Why Hendon? Because I was born and raised in Hendon, got kicked out of two schools in Hendon (you'd have thought Canberra Infants would have tipped the wink to Hasmonean Prep) and, but for an attitude next to which Stan Collymore looks like Sir Cliff Richard, I might just have lasted beyond my 17th birthday and a handful of reserve team games at Hendon FC.

Technically Hendon do not actually play in Hendon, their Claremont Road ground occupying a windy comer of Clitterhouse Recreation Ground at the Brent Cross end of Cricklewood. With a post code of London NW2, the local estate agents try to pass it off as Golders Green. But whichever way you cut it, it is Cricklewood, and if I were chairman I'd not hesitate to change the club's name to Real Cricklewood, perhaps even Clitterhouse Hotspur.

Certainly Hendon need a change of one sort or another. For so long as I can recall, and I was with them 30 years ago, Hendon have resided nowhere other than the top division of the league known variously as Athenian, Isthmian, Icis, Diadora, Isthmian (again), Ryman and perhaps one or two other variants that I have clean forgotten to mention.

Don't get me wrong, I'm all for consistency and to occupy a relegation- free zone for all those years is highly commendable. Trouble is it has been promotion-free too, and three or more decades at the same level, playing largely the same teams, is a bit bloody boring and shrieks of a severe hardening of ambition arteries.

With the pyramid system as it now exists you might have expected a concerted push or two towards the Conference, and thence upwards to the land of the big boys. The likes of Hayes, Kingstonian and Woking have it part of the way; Enfield and Sutton have yo-yoed like a mad yo-yoing thing between Isthmian and Conference leagues since I can't remember when; while Barnet, Wycombe and, most gloriously, Wimbledon have made it all the way.
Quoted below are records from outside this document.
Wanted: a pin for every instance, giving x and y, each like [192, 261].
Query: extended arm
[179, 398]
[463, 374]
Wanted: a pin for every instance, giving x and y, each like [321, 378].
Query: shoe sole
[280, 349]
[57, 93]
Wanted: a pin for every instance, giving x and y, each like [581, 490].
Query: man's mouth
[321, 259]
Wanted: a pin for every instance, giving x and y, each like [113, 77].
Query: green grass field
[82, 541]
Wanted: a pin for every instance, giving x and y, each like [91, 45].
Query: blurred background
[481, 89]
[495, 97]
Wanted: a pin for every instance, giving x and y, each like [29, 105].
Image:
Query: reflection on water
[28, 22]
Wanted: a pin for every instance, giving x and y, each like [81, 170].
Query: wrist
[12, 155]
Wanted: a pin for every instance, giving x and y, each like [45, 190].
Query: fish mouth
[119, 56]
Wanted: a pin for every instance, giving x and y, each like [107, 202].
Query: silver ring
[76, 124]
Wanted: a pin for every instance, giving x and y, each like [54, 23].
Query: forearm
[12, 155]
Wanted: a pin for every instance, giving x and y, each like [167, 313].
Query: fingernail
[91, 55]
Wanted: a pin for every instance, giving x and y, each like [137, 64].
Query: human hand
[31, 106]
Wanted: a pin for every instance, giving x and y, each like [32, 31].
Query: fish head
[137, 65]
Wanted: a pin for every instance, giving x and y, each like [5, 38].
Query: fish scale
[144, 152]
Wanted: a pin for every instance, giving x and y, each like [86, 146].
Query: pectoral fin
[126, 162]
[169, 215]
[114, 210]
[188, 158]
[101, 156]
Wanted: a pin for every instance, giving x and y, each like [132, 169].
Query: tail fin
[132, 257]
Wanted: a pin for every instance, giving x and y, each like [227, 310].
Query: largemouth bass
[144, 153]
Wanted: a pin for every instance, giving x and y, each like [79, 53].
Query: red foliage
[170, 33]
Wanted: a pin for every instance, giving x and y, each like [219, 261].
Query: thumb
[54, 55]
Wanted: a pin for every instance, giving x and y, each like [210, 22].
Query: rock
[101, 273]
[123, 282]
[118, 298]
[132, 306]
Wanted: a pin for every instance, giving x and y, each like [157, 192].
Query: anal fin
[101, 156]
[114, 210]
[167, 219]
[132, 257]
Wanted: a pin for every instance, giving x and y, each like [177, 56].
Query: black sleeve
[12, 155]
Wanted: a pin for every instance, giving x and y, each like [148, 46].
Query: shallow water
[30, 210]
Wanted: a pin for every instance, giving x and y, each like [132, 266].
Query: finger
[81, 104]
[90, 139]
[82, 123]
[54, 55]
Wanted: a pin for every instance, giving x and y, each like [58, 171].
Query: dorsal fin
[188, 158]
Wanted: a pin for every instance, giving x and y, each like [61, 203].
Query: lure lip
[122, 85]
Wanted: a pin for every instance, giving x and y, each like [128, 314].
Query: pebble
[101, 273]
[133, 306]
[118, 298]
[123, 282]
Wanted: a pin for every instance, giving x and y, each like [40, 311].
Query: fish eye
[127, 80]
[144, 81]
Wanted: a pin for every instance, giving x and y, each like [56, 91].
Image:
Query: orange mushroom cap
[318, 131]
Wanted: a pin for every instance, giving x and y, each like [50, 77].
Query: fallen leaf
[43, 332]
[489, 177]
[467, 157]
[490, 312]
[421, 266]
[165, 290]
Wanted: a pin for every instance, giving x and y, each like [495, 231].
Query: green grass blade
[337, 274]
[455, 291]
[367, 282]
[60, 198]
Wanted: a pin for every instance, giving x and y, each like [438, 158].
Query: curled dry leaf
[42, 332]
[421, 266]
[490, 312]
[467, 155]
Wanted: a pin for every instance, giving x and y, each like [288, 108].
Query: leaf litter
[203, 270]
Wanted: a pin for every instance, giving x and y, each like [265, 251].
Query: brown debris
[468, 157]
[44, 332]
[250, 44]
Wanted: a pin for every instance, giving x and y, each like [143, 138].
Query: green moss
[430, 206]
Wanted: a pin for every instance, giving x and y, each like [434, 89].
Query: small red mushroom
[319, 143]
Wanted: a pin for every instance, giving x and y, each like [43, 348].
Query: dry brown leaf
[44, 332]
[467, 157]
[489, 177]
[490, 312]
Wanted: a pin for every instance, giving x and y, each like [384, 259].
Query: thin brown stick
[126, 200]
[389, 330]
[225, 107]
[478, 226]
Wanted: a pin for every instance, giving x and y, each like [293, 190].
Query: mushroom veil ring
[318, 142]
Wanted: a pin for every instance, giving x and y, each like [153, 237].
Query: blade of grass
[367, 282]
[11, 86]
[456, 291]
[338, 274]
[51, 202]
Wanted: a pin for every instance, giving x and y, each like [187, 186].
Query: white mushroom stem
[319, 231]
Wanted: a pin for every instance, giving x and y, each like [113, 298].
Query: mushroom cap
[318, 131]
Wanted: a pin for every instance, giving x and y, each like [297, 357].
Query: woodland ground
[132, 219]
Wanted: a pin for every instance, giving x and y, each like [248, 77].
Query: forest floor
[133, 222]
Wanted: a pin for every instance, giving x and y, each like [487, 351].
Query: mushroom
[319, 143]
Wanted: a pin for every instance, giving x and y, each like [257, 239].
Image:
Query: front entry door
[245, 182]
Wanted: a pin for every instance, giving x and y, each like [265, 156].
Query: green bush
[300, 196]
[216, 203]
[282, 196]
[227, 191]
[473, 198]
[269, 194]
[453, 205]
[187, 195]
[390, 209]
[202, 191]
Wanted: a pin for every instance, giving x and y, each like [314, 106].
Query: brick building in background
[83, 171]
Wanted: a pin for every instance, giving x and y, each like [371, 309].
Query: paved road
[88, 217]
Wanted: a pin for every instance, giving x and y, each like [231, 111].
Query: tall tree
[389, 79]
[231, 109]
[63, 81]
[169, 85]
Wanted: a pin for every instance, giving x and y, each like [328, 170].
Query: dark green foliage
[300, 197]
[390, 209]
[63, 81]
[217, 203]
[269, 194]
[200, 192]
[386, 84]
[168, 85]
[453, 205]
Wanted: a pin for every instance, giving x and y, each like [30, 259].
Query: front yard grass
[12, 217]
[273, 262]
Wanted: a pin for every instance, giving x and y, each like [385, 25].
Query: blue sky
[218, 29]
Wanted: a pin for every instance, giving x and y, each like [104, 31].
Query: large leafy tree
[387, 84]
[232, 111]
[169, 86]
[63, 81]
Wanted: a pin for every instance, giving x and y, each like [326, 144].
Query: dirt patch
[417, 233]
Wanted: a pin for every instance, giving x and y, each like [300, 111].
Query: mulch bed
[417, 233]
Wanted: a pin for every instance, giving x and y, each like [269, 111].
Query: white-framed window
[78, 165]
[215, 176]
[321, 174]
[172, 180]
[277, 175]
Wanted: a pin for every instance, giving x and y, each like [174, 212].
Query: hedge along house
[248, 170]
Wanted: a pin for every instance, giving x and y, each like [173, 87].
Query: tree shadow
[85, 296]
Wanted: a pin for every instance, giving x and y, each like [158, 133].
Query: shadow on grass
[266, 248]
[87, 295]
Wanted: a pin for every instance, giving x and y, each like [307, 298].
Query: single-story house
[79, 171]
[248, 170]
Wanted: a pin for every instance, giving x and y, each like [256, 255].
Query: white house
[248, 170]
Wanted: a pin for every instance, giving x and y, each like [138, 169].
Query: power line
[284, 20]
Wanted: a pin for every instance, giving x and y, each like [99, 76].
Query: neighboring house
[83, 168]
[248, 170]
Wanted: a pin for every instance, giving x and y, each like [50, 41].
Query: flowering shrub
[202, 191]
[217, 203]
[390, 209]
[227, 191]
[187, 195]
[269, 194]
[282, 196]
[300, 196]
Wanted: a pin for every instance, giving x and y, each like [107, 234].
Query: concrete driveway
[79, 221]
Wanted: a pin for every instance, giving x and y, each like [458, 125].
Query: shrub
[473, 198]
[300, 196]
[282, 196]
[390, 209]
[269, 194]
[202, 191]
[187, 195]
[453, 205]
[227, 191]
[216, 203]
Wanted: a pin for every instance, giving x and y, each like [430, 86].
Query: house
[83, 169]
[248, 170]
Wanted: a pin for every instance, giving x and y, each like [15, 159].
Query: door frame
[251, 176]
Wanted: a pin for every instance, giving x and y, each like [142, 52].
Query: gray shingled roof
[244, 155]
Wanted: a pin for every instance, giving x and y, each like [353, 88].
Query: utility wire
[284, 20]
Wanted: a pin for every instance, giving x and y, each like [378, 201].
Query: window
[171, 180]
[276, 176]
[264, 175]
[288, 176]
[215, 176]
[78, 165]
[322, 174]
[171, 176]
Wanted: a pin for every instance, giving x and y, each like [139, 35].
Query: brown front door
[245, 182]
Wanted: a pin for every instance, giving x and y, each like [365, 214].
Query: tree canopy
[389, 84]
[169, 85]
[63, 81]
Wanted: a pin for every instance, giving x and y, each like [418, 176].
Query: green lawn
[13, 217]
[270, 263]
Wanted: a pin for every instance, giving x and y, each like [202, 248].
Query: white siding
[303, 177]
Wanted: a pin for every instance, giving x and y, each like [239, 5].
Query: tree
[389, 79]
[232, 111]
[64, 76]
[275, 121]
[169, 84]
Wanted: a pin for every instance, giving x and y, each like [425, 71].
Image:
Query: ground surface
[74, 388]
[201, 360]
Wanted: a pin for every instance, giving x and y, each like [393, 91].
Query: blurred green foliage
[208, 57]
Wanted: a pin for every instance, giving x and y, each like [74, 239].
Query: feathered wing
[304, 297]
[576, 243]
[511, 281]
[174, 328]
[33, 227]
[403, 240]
So why not Hendon? Our history in semi-pro football is just as illustrious as the others, perhaps more so. Five times visitors to Wembley during my formative years for the FA Amateur Cup final, twice emerging triumphant. A dressing-room full of soon-to-be top-class players, among them the Luton- bound Peter Anderson, the England-bound Tony Currie, both Compton brothers (one of whom was sufficiently brassed off with Hendon to take up cricket) and, most recently, Joe Cole, now making waves for West Ham United and the England youth team.

We even have a banqueting suite that is the envy of all banqueting suites. And, remember, this is a corner of north-west London where wedding and barmitzvah parties proliferate in such abundance, causing such ructions between rival gangs of caterers, that it is a wonder Don King hasn't been called in to promote inter-firm catering fights.

Yet still we find ourselves up against Purfleet and Billericay instead of well... Peterborough and Brentford at the very least. Am I that bothered? Not really. After all, I don't actually support Hendon, I just follow them. But with Luton in a state of near terminal disarray - was there ever a club more wilfully bent on self-destruction? - and Hendon beginning to string a few results together, who knows? Things might change.